In base all’art. 97 della Costituzione, agli impieghi nelle P.A. si accede mediante concorso, salvo i casi stabiliti dalla legge.
Possono accedere agli impieghi civili delle pubbliche amministrazioni i soggetti che posseggono i seguenti requisiti generali:
1) cittadinanza italiana. Tale requisito non è richiesto per i soggetti appartenenti alla Unione europea, fatte salve le eccezioni di cui al D.P.C.M. 7 febbraio 1994;
2) età non inferiore agli anni 18 e non superiore ai 40. Per i candidati appartenenti a categorie per le quali leggi speciali prevedono deroghe, il limite massimo non può superare, anche in caso di cumulo di benefici, i 45 anni di età. Il limite di età di 40 anni è elevato in misura variabile per gli aspiranti coniugati, per ogni figlio, per gli appartenenti a determinate categorie, ecc.
3) idoneità fisica all’impiego;
Norme particolari riguardano l’accesso a specifici profili professionali (categoria “D”)per i quali è richiesto il diploma di laurea, fatte salve le deroghe previste per legge.

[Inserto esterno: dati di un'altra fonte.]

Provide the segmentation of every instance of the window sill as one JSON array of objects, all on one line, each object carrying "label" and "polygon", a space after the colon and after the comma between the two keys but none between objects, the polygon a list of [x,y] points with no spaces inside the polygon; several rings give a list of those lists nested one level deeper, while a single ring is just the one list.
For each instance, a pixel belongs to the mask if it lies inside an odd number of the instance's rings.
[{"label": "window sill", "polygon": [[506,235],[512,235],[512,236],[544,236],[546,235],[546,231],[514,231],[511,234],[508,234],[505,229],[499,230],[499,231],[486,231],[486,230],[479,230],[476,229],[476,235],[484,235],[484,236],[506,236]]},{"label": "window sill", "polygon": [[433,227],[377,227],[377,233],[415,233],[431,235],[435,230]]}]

Nel caso in cui il candidato abbia ottenuto l’assunzione senza essere in possesso dei requisiti e dei titoli previsti oltre a subire il licenziamento ex tunc (dato che l'atto è nullo) è tenuto alla restituzione degli stipendi indebitamente conseguiti.

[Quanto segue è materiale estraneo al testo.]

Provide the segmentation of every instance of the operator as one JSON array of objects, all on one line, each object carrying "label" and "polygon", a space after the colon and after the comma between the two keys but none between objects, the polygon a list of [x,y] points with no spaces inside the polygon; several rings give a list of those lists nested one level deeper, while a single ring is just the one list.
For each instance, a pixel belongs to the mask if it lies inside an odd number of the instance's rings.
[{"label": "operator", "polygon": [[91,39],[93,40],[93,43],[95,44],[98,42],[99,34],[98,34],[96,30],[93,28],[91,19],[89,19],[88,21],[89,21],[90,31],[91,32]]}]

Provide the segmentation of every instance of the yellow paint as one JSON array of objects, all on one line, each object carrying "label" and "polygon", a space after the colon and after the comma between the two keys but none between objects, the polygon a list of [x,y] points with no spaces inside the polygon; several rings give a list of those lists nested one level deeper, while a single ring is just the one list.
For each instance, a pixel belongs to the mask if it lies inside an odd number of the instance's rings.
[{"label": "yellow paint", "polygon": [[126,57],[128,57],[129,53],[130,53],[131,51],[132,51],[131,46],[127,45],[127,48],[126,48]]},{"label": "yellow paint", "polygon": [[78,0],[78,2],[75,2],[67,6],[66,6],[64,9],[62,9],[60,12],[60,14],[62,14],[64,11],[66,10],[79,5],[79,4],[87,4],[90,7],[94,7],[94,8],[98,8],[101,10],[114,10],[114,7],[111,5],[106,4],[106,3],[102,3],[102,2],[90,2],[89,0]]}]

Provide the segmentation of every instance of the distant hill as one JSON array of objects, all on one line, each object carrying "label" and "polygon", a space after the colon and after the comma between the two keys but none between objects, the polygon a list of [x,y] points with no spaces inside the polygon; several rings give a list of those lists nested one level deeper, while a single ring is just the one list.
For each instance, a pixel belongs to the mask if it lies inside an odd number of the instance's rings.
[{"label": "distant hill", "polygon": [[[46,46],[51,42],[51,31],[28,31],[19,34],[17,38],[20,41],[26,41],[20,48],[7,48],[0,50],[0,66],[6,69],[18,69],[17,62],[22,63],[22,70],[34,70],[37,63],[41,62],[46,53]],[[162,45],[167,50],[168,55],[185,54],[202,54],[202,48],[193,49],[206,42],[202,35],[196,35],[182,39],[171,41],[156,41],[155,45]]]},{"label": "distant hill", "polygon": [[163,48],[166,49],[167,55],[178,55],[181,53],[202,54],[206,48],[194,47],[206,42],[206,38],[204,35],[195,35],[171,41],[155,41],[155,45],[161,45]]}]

La questione ha formato oggetto di una recente sentenza della Corte dei conti, Sezione giurisdizionale della Regione Siciliana, n. 50/2018 la cui fattispecie riguardava la stabilizzazione di un dipendente che aveva dichiarato di essere in possesso dei requisiti di legge dei quali invece era privo.
Ancora una volta torna l'attenzione su queste procedure anomale di assunzione che poi costringono il Parlamento a varare norme per stabilizzare precario tra il quale si celano anche persone prive dei requisiti dimostrando ancora una volta come i titolari degli uffici preposti al reclutamento siano i primi responsabili per omessi controlli.